Today, companies of all sizes collect increasingly large volumes of data, from customers, vendors sales, inventory and production. However, many of these companies do not understand how to fully leverage this asset or utilize data to truly enhance multiple facets of the business. Implementing a comprehensive data strategy can provide significant advantage to organizations that do this properly.
Data Collection Considerations
There are many ways to collect both internal and external data, but in order to know what to look for in your data, it is critical to first establish a purpose for using data analytics. For example, what are your organization’s long-term plans and goals? What insights would you like to gain from this data? Do you want to learn more about your customers? Do you want to improve your data security?
Some of the most common reasons businesses are leveraging data analytics include:
- Improving e-commerce sales and operations;
- Creating efficient marketing strategies;
- Increasing security;
- Improving fraud prevention;
- Enhancing user experience;
- Increasing profits; and
- Providing exceptional customer service, support, and experience.
An ongoing training program that is regularly updated to keep up with the evolving threat landscape and incorporates new security protocols is key. Most people learn best with a more hands-on approach, so backing up the theoretical training with simulations which allow employees to practice safe online behavior will help to reinforce the training and improve its effectiveness.
To successfully use your business data for insights, expert data analysis is necessary. Whether you hire an in-house team or work with external consultants, it is important to understand that this team will be responsible for delving into every aspect of data collected by your organization. Additionally, your analytics experts must work closely with your IT infrastructure group to ensure smooth operations.
Once the data analytics specialists gathers and organizes the critical data, visualization tools are necessary to help interpret the information by presenting it in easy-to-understand formats that put insights front-and-centre.
Putting Your Data to Work
Uncovering the value in your data is easier said than done. While in certain cases obvious opportunities can be actioned quickly, more often deeper dives are needed to develop a keener understanding of the “why” behind your data. The deeper dives are necessary to inform a plan of attack to address key challenges or enable great opportunities.

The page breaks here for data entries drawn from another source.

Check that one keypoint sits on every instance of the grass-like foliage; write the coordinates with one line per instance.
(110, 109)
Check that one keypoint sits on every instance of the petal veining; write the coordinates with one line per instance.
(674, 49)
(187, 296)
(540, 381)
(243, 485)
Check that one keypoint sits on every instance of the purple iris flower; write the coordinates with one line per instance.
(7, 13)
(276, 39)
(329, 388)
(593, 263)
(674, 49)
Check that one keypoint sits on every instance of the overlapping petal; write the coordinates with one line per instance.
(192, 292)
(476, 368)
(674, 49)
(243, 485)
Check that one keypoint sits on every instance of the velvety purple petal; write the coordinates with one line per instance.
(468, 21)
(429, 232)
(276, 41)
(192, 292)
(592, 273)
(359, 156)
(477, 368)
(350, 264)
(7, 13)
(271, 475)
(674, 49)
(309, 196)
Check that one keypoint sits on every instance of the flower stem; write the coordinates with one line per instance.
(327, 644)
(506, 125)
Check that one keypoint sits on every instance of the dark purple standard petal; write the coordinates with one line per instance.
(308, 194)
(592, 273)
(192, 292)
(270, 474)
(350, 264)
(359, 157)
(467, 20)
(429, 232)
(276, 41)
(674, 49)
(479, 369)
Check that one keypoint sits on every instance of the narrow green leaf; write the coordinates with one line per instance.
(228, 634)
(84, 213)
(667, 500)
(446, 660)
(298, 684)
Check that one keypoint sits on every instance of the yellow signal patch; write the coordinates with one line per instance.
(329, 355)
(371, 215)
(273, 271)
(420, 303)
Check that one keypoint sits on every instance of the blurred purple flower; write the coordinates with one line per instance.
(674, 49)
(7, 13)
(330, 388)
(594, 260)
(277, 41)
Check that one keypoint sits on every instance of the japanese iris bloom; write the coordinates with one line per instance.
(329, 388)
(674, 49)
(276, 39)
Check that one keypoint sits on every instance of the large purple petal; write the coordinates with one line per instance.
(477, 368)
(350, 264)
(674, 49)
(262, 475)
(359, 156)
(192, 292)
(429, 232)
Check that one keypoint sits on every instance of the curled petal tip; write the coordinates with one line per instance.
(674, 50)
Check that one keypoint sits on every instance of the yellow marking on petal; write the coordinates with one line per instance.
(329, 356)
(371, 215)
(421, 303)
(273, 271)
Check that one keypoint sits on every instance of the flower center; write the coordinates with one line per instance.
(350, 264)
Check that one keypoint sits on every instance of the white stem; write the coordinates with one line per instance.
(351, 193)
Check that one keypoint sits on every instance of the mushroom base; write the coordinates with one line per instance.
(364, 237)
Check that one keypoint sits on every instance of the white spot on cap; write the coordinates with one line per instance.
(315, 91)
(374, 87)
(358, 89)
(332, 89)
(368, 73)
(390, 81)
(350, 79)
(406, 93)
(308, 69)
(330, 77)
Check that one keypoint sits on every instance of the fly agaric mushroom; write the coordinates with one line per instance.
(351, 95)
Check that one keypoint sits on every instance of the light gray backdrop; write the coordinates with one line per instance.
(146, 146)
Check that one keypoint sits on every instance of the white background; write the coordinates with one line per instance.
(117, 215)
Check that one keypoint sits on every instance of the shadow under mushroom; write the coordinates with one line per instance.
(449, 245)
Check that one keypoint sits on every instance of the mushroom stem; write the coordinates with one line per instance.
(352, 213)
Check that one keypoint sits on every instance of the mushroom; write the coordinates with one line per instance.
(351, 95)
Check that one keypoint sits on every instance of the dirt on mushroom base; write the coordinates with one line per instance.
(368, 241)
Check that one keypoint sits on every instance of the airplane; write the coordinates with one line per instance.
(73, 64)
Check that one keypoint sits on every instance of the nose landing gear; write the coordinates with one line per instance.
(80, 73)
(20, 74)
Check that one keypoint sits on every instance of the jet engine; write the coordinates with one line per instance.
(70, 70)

For example, using these insights to improve a marketing plan could mean including consumer insights in each step of the decision-making process.
Depending on your goals and plans, using data analytics can help you discover opportunities to reduce costs, improve efficiencies and drive productivity in various areas of your business operations.
Insights from data analytics can help your business:
- Meet consumer demands;
- Improve service level performance;
- Improve order fulfillment;
- Drop poor-performing suppliers;
- Re-align the organization to improved processes;
- Use customer feedback (e.g. complaints and refund requests) to improve products and services;
- Identify, cater to, and retain loyal customers/clients to optimize your marketing investment;
- Maximize advertising;
- manage operational costs; and
- Understand popular products/services by season, region, etc. to market the right products at the right times and increase sales.
Companies Using Data Analytics to Better Drive Business Insights
Delta has used big data to help with one of the most uncomfortable travel situations that exists—lost baggage. With over 130 million bags checked per year, the company held a lot of tracking data about bags and became the first major airline to allow customers to track their bags from mobile devices. To date, the app has been downloaded over 11 million times and gives customers much greater peace of mind while traveling while also differentiating Delta as a customer-centric company.
On a daily basis, UPS makes 16.9 million package and document deliveries every day and over 4 billion items shipped per year through almost 100,000 vehicles. With this volume, there are numerous ways UPS uses big data including forfleet optimization. On-truck telematics and advanced algorithms help with routes, engine idle time, and predictive maintenance. Since starting the program, the company has saved over 39 million gallons of fuel and avoided driving 364 million miles. The next steps include completion of the roll-out and applying the operational efficiency to their airplanes.
American International Group (AIG) uses big data and data visualization to help fight fraud. The system uses structured and unstructured data from claims databases and handwritten adjuster notes to identify potential fraud. Besides listing priority claims to investigate, charts and visualizations, like heat maps, inform teams of other insights and help them make improvements to machine learning algorithms.
Tesla is the world leader in instrumenting vehicles with sensors and sending every piece of data to the company’s Apache Hadoop cluster to collect the data. The data is used to improve the company’s R&D, car performance, car maintenance, and customer satisfaction. For example, the company is notified if a car is not functioning properly, and consumers can be advised that service is required. These capabilities have helped Tesla create market share in a difficult environment where charging stations are not widely deployed.
Is Your Organization Ready?
Companies today collect data in ways not envisioned even a couple of few years ago. However, to gain a competitive advantage, your organization must implement strategies to aggregate that data, analyze it in real-time, and turn it into a true asset. When setup properly, data analytics programs can deliver insights that provide an avenue to better understand your customers and operations, discover key trends, and support more effective and informed decision-making.